I don't follow. It puts LoadStore for all constructors that store final fields (as expected), and
StoreStore for everything else (as expected). StoreStore is needed to protect the recently allocated
object metadata from the races. Note that you can see the "default" values of Java fields because
publishing the reference to the object may appear "before" constructor stores are observed. But the
same thing would be catastrophic for "metadata" stores like initial mark and klass words: in the
_best_ case scenario, JVM would just crash.
Graal is not alone in this, see e.g.
https://bugs.openjdk.java.net/browse/JDK-8032481
I vaguely remember this being discussed, but cannot remember the conclusion. It tries to emulate
final fields without declaring them final? It does not work completely without LoadLoad on the
reader side (
https://shipilev.net/blog/2014/all-fields-are-final/#_implementation_support), but it
is safer than not doing the release stores at all.

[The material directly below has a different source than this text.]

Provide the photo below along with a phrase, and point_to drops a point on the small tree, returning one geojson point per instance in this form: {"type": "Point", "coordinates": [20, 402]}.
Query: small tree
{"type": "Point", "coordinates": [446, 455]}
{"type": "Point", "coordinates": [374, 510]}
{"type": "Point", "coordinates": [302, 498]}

> The question is: Why all these fences cannot be moved to places which work with concurrency
> immediately: GCs, static field initializers, concurrent data structures and APIs like futures,
> actors, etc.?
I don't follow this suggestion. These fences are about surviving races (this is what finals are
for), and thus every follow-up access to the object is exposed on every path, including those that
do not deal with concurrency "immediately".